As you can see, Seney and Anderson have actually cost the Devils goals when compared to a replacement level player. Noesen is the only forward (>60 minutes) that has been worse. Quenneville actually outranks each. Stafford (not shown) is virtually tied with them. So all of those Stafford-haters that begged us to “play the young guys” — we’re no better off so far due to their contributions. They are here because of injuries, and poor point production of the guys whose spots they’re taking, and a shallow roster.

So if you think that either of their roster spots are safe, guess again. There’s going to be plenty more shuffling in the entire bottom 6. They aren’t even locks to play 20 games, let alone finish out the season.

3) The Devils Aren’t THAT Bad

Here are some images from Sean Tierney’s invaluable Tableau Gallery

These are the K ratings for each team. K is a statistic from Corsica isolates their performance in shot rates, shot quality, penalties, shooting, and goaltending. The Devils are currently 2nd only to the Sharks in total K performance and are one of only two teams (Nashville) to be negative in no categories. They’re among the most well-rounded teams in the NHL on this metric.

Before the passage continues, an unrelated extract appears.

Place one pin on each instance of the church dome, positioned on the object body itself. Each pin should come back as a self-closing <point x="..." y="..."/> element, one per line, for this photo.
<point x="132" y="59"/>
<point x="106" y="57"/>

In this graph, you can see teams performance in expected goals vs actual goals. The Devils were one of 12 teams classified as “good” in this image. As it turns out, the Devils are 12th in 5v5 GF% and 5th in the NHL in xGF% which you can see visualized in this other Tierney graphic. So why is the goal differential negative? A few reasons. First of all, of special teams time, the Devils have spent the 6th least percent on the PP. This means that they are shorthanded more than they are on the PP to a detrimental extent. Their performance in both situations is good, but since we’ve spent more time killing, the net result is poor. Another reason is that the Devils have let in a league-leading 6 empty net goals. In all empty net situations, the Devils have a -4 goal differential which ties Edmonton for the worst in the NHL.

The Devils are a good team that need to shore up their penalty differentials, play more carefully with the net empty, and need to start getting better bounces. There is plenty of reason to believe this team can turn it around so do not despair!

Your Thoughts

What are some things that you guys think you’ve heard that are hasty conclusions? What things in here do you agree or disagree with? Are you confident in Zajac’s scoring pace. Do you think Anderson/Seney are here to stay? Do you think the Devils are doomed?

Thanks as always for reading and leave your thoughts in the comments section below!